Pseudomonas aeruginosa is a nosocomial pathogen that causes severe and life-threatening pneumonia. According to the WHO, it is one of the world’s most dangerous bacterial pathogens that are resistant to multiple antibiotics. Now, using human lung microtissues, researchers at the Biozentrum of the University of Basel have uncovered P. aeruginosa‘s strategy to infect human lung tissue.

The findings are published in Nature Microbiology in an article titled, “Goblet cell invasion promotes breaching of respiratory epithelia by an opportunistic human pathogen.”

Pseudomonas aeruginosa, a leading cause of severe hospital-acquired pneumonia, causes infections with up to 50% mortality rates in mechanically ventilated patients,” the researchers wrote. “Despite some knowledge of virulence factors involved, it remains unclear how P. aeruginosa disseminates on mucosal surfaces and invades the tissue barrier. Using infection of human respiratory epithelium organoids, here we observed that P. aeruginosa colonization of apical surfaces is promoted by cyclic di-GMP-dependent asymmetric division.”

Researchers led by Urs Jenal, PhD, a professor at the Biozentrum, University of Basel, gained novel insights into the infection process using lab-grown lung microtissues generated from human stem cells.

Our lungs are lined by a thin layer of tightly packed cells that protects the deeper layers of lung tissue. The surface is covered with mucus. However, Pseudomonas bacteria have found a way to breach it. But how the pathogen crosses the tissue barrier has not been fully understood until now.
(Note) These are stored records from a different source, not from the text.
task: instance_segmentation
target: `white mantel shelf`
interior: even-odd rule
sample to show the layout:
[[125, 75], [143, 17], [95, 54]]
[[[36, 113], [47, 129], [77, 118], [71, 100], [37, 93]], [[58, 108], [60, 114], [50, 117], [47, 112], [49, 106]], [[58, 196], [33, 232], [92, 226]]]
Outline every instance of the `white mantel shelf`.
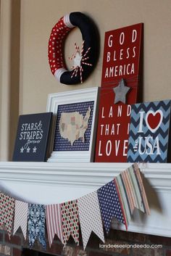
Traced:
[[[96, 190], [130, 165], [0, 162], [0, 190], [27, 202], [59, 203]], [[148, 163], [140, 168], [151, 212], [146, 216], [135, 211], [128, 231], [171, 237], [171, 164]]]

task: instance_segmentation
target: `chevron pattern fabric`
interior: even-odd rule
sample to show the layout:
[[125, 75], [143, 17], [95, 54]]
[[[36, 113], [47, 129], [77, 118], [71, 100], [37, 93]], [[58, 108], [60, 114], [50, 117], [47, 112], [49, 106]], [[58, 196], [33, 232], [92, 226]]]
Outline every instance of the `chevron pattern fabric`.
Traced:
[[132, 105], [128, 162], [167, 162], [170, 105], [170, 100]]

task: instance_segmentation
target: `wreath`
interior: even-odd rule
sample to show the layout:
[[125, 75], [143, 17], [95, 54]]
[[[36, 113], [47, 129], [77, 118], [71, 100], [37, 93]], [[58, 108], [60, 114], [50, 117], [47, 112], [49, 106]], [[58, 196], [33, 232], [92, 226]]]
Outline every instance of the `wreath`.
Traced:
[[[68, 33], [78, 27], [82, 33], [81, 49], [75, 46], [75, 53], [69, 58], [73, 61], [67, 70], [64, 59], [63, 46]], [[81, 12], [71, 12], [62, 17], [51, 30], [49, 41], [49, 62], [52, 74], [62, 83], [83, 83], [92, 72], [99, 54], [99, 40], [94, 23]]]

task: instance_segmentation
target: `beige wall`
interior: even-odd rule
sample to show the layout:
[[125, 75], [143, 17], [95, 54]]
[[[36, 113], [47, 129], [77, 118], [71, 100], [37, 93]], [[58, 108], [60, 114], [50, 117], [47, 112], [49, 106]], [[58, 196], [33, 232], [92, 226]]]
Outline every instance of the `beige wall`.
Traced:
[[[75, 11], [96, 23], [101, 52], [96, 70], [83, 85], [69, 86], [51, 75], [47, 49], [54, 25]], [[170, 0], [21, 0], [20, 113], [46, 111], [48, 94], [100, 86], [104, 32], [138, 22], [144, 23], [143, 100], [171, 99], [170, 13]], [[66, 57], [74, 52], [75, 41], [81, 41], [78, 28], [68, 36]]]

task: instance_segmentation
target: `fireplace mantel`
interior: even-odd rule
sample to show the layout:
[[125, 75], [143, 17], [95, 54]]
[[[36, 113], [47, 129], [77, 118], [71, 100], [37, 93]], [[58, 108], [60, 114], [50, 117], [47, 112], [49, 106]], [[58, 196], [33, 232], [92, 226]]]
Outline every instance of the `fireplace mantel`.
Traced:
[[[80, 197], [112, 180], [131, 163], [0, 162], [0, 189], [38, 204]], [[128, 231], [171, 237], [171, 164], [140, 165], [151, 215], [135, 211]], [[113, 223], [115, 228], [125, 230]]]

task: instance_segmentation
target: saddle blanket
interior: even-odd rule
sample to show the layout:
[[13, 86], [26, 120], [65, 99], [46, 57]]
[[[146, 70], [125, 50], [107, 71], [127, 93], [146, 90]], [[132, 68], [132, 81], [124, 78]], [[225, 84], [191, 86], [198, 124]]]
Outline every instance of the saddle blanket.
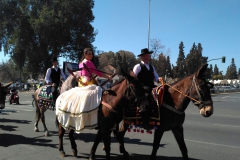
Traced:
[[38, 105], [41, 108], [49, 109], [54, 111], [53, 95], [52, 90], [54, 88], [51, 85], [43, 86], [39, 92]]
[[101, 98], [102, 88], [95, 84], [63, 92], [56, 100], [58, 122], [66, 130], [74, 129], [76, 133], [85, 128], [96, 128]]

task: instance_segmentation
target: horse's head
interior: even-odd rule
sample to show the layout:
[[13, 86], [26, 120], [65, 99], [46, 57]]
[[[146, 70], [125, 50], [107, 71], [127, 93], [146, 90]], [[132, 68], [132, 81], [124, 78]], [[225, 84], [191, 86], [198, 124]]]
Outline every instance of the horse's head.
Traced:
[[[193, 97], [193, 103], [198, 106], [200, 114], [204, 117], [209, 117], [213, 114], [213, 101], [211, 97], [210, 89], [213, 84], [208, 82], [204, 77], [204, 72], [207, 69], [208, 64], [203, 65], [192, 76], [192, 86], [190, 91], [190, 97]], [[196, 101], [197, 100], [197, 101]]]
[[148, 98], [145, 94], [145, 89], [143, 88], [140, 81], [136, 78], [135, 74], [130, 71], [130, 74], [125, 73], [123, 70], [122, 74], [128, 82], [128, 88], [125, 92], [125, 96], [128, 100], [134, 101], [138, 107], [146, 108], [149, 106]]
[[5, 91], [4, 87], [0, 87], [0, 109], [5, 108], [6, 95], [7, 92]]

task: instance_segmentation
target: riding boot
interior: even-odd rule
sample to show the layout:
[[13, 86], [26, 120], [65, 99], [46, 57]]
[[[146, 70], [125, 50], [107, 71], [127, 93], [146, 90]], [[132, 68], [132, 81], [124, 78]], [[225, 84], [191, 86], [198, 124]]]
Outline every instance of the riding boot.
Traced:
[[150, 118], [147, 115], [142, 116], [142, 126], [147, 131], [150, 131], [153, 129], [153, 127], [150, 125]]

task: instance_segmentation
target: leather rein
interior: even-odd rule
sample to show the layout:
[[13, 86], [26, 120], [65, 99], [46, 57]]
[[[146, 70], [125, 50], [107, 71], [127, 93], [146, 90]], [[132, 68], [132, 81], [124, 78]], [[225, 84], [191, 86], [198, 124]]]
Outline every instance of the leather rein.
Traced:
[[[198, 97], [199, 97], [199, 100], [196, 100], [195, 98], [192, 98], [192, 97], [188, 96], [187, 94], [181, 92], [180, 90], [178, 90], [178, 89], [176, 89], [175, 87], [169, 85], [168, 83], [165, 83], [163, 80], [161, 81], [161, 83], [162, 83], [163, 85], [167, 85], [167, 86], [171, 87], [172, 89], [174, 89], [174, 90], [177, 91], [178, 93], [180, 93], [180, 94], [184, 95], [185, 97], [188, 97], [189, 99], [191, 99], [192, 101], [194, 101], [194, 104], [197, 105], [199, 109], [202, 109], [206, 104], [209, 104], [208, 101], [207, 101], [207, 102], [202, 101], [202, 96], [201, 96], [201, 94], [200, 94], [200, 92], [199, 92], [199, 89], [198, 89], [198, 87], [197, 87], [197, 84], [196, 84], [196, 77], [195, 77], [195, 75], [193, 76], [192, 85], [191, 85], [191, 88], [189, 89], [188, 95], [189, 95], [189, 93], [192, 91], [193, 87], [195, 87], [196, 92], [197, 92]], [[169, 109], [169, 110], [171, 110], [171, 111], [173, 111], [173, 112], [175, 112], [175, 113], [177, 113], [177, 114], [183, 114], [183, 113], [184, 113], [184, 112], [181, 112], [181, 111], [177, 110], [175, 107], [169, 106], [169, 105], [166, 104], [166, 103], [163, 103], [162, 105], [163, 105], [165, 108], [167, 108], [167, 109]]]

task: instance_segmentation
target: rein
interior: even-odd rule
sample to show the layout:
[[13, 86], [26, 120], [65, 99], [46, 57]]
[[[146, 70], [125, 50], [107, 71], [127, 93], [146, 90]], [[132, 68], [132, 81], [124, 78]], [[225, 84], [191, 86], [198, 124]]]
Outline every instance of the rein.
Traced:
[[[200, 93], [199, 93], [199, 91], [198, 91], [198, 89], [197, 89], [197, 85], [196, 85], [195, 79], [196, 79], [196, 78], [195, 78], [195, 75], [194, 75], [194, 77], [193, 77], [193, 83], [194, 83], [194, 86], [195, 86], [195, 88], [196, 88], [196, 91], [197, 91], [197, 93], [198, 93], [199, 98], [202, 100], [201, 95], [200, 95]], [[180, 94], [184, 95], [185, 97], [188, 97], [189, 99], [195, 101], [195, 103], [198, 103], [198, 104], [201, 104], [201, 103], [202, 103], [201, 101], [198, 101], [198, 100], [196, 100], [196, 99], [194, 99], [194, 98], [186, 95], [185, 93], [179, 91], [178, 89], [174, 88], [173, 86], [169, 85], [168, 83], [163, 82], [163, 80], [161, 81], [161, 83], [162, 83], [163, 85], [167, 85], [167, 86], [171, 87], [172, 89], [174, 89], [174, 90], [177, 91], [178, 93], [180, 93]], [[192, 86], [193, 86], [193, 85], [192, 85]], [[192, 86], [191, 86], [191, 88], [190, 88], [190, 91], [192, 90]]]

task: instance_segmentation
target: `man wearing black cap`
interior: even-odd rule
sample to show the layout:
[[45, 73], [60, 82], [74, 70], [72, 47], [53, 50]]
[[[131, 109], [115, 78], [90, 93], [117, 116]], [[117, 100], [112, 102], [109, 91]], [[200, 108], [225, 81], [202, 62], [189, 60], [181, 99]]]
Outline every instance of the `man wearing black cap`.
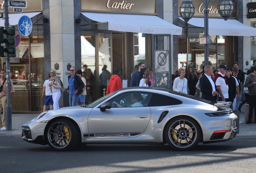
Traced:
[[114, 74], [111, 76], [108, 82], [108, 85], [107, 88], [107, 95], [123, 88], [120, 75], [120, 70], [116, 68], [114, 70]]
[[219, 66], [219, 72], [214, 77], [215, 84], [219, 90], [219, 101], [226, 101], [226, 99], [229, 98], [229, 82], [225, 74], [228, 68], [225, 64], [221, 64]]

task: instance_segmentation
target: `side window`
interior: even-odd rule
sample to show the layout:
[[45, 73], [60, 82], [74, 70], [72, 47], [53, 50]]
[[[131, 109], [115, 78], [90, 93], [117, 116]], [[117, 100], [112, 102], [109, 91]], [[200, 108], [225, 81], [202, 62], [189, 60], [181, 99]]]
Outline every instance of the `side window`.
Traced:
[[171, 106], [180, 105], [182, 103], [182, 102], [181, 101], [171, 97], [158, 94], [153, 94], [148, 106], [151, 107]]
[[112, 99], [109, 102], [111, 107], [147, 107], [152, 95], [145, 92], [126, 93]]

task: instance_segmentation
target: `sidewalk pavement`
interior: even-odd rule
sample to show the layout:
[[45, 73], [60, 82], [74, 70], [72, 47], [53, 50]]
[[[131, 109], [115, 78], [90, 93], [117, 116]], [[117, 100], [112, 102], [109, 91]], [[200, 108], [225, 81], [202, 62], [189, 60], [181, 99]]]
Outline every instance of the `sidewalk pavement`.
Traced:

“We have grown human lung microtissues that realistically mimic the infection process inside a patient’s body,” explained Jenal. “These lung models enabled us to uncover the pathogen’s infection strategy. It uses the mucus-producing goblet cells as Trojan horses to invade and cross the barrier tissue. By targeting the goblet cells, which make up only a small part of the lung mucosa, the bacteria can breach the defense line and open the gate.”

Using human lung organoids, the researchers have been able to elucidate the infection strategies of Pseudomonas. However, it remains unclear how the pathogens adapt their behavior during the infection process.

Jenal’s team developed a biosensor to measure and track a small signaling molecule called c-di-GMP in individual bacteria. The method was recently described in Nature Communications. “This is a technological breakthrough,” said Jenal. “Now we can monitor in real time and with high resolution how this signaling molecule is regulated during infection and how it controls the pathogen’s virulence. We now have a detailed view on when and where individual bacterial cells activate certain programs to regulate their behavior. This method enables us to investigate lung infections in more detail.”

The organoids have uncovered a better understanding of how pathogens behave in human tissue. The findings may lead to the development of new therapeutics against pathogens that are resistant and pose a threat to human health.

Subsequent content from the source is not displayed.